The surge of COVID-19 cases in Victoria’s aged care facilities is a crisis many people saw coming. There are more than 700 cases linked to the sector and nearly half the Victorians who have died from the virus are aged care residents.
This comes after years of warnings being sounded. Last year the Royal Commission into Aged Care Quality and Safety released a damming scathing interim report which said older people had been “left isolated and powerless” in a “cruel and harmful system”.
But who’s responsible for the deterioration of the sector, and how did it reach this point?
Who’s in charge?
While Premier Daniel Andrews has had to face the media after each day of rising cases in Victoria, he’s not responsible for aged care.

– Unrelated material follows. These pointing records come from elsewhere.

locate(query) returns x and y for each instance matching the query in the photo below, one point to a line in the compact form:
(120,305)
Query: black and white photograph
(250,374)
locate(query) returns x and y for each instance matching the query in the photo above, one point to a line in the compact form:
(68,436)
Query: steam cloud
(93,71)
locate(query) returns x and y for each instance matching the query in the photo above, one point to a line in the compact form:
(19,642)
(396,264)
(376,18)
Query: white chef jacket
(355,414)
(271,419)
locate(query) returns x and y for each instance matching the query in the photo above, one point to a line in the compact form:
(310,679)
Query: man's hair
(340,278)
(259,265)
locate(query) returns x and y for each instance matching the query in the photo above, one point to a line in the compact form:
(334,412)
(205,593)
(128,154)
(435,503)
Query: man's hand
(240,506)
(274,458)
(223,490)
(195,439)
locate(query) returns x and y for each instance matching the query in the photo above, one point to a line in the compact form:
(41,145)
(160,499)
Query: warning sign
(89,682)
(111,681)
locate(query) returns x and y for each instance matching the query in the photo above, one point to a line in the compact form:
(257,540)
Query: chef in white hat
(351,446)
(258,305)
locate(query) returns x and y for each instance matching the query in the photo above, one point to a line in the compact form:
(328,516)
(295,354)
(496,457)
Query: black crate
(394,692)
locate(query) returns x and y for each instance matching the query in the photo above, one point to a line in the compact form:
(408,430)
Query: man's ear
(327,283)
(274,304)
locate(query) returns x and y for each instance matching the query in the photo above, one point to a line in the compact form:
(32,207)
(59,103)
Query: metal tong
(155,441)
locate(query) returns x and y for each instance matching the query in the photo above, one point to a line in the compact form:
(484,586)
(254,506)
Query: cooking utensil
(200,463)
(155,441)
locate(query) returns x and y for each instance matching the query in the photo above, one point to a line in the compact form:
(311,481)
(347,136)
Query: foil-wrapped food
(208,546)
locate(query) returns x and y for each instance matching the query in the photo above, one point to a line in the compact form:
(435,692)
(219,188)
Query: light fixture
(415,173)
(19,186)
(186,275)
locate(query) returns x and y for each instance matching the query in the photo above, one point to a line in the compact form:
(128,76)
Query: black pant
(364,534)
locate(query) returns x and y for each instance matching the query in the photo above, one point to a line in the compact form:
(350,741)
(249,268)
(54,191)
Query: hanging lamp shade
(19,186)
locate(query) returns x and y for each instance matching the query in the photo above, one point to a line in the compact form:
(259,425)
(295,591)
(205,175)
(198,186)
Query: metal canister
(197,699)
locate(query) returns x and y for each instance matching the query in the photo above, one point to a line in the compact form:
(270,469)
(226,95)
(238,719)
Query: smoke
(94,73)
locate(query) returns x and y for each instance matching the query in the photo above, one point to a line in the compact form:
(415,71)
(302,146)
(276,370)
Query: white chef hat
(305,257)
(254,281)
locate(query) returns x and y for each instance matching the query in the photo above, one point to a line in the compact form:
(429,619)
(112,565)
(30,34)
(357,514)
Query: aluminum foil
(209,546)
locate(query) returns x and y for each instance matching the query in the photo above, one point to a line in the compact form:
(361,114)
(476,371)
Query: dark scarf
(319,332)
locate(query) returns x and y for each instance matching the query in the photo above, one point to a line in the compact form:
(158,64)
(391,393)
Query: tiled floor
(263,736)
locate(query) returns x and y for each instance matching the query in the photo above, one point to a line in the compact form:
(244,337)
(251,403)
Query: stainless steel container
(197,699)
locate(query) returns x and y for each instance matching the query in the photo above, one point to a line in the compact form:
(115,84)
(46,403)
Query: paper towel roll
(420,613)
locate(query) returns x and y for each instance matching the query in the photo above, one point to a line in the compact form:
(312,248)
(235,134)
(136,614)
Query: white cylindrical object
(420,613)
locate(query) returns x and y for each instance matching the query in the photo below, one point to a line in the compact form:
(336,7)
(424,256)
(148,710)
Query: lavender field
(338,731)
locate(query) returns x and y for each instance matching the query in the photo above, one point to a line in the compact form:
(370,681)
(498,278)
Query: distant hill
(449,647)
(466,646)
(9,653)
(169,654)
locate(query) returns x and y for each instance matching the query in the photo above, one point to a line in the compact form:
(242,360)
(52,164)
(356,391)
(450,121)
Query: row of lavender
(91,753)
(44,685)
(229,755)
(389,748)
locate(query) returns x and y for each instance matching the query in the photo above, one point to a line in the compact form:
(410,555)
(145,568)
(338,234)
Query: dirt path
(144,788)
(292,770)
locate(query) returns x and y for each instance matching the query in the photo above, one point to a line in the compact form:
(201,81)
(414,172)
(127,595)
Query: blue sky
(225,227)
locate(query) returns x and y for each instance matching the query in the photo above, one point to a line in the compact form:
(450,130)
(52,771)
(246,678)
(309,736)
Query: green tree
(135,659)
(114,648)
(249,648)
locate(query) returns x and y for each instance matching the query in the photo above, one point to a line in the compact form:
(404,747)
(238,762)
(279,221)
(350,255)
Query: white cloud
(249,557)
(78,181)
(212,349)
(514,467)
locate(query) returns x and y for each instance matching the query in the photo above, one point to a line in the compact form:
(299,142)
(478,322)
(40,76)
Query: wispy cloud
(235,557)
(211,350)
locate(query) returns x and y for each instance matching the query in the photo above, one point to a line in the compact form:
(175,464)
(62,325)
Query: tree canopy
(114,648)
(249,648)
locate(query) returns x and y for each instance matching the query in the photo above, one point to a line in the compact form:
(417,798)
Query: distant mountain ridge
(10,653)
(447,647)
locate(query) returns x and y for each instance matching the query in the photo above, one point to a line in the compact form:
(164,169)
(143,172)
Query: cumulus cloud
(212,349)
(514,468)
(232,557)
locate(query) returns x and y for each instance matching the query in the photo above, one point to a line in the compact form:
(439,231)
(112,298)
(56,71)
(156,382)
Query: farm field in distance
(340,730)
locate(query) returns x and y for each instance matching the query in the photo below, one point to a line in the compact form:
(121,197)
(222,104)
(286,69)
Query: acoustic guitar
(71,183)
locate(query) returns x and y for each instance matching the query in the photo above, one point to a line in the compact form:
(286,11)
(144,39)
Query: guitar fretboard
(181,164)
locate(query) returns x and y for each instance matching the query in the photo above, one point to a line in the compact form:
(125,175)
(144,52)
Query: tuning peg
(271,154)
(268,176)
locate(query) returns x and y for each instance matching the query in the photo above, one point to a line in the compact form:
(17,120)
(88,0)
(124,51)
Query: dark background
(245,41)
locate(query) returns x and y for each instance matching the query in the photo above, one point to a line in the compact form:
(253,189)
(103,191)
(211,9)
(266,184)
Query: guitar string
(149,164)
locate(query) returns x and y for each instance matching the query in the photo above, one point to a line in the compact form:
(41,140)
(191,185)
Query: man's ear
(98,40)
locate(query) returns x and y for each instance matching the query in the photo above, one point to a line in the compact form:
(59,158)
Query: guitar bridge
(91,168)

It is run by the federal government.
“We don’t run this sector, but the residents in these homes are all Victorians,” Andrews said yesterday.
Aged care gets funding through a typically confusing public-private system.
In 2018-19 the Commonwealth spent $20.1 billion on the sector, about 70% of which goes to residential aged care. That money largely subsidises work done by private providers, although some services are delivered directly by state and territory governments.
The amount of subsidy paid is based on a facility’s assessment of each resident’s needs, based on the aged care funding instrument.
Those providers are a mix of charitable and religious institutions and private companies — and the top six companies operate more than 20% of residential care beds in the country.
One particularly damning figure emerged yesterday: just five of the 769 active COVID-19 cases linked to aged care in Victoria were in public facilities, about 10% of which are government-run.
Is it underfunded?
Well, yes and no. Commonwealth funding has actually increased over the past few years. The bigger problem is where that money is going.
Crikey’s analysis of a productivity commission report released in January pointed out that the biggest beneficiaries of funding increases in the sector were private providers.
But it’s a more complicated picture than that. Documents obtained by The Australian under freedom of information last year indicated that the government, despite increasing funding, was trying to create “winners and losers”.
There are also issues with the aged care funding instrument — it pushes providers to over-claim by categorising certain residents as more expensive, allowing them to get more funding without it correlating with an increase in quality of care.
How did we get here?
Many issues around aged care can be linked back to marketisation, which kicked off with the Howard government’s Aged Care Act in 1997. That opened the door for private equity and other firms to break into the aged care sector while winding back staffing safeguards.
But other big structural factors have hindered the sector for years. It relies heavily on insecure, often migrant, labour and, increasingly, staff work in more than one facility.
That reality has allowed the virus to be spread through facilities across metropolitan Melbourne.
The royal commission is due to hand down its final report at the end of February. But there have been commissions and reports and inquiries into the sector for decades, with little clear improvement. It’s hard to imagine the pandemic being any different.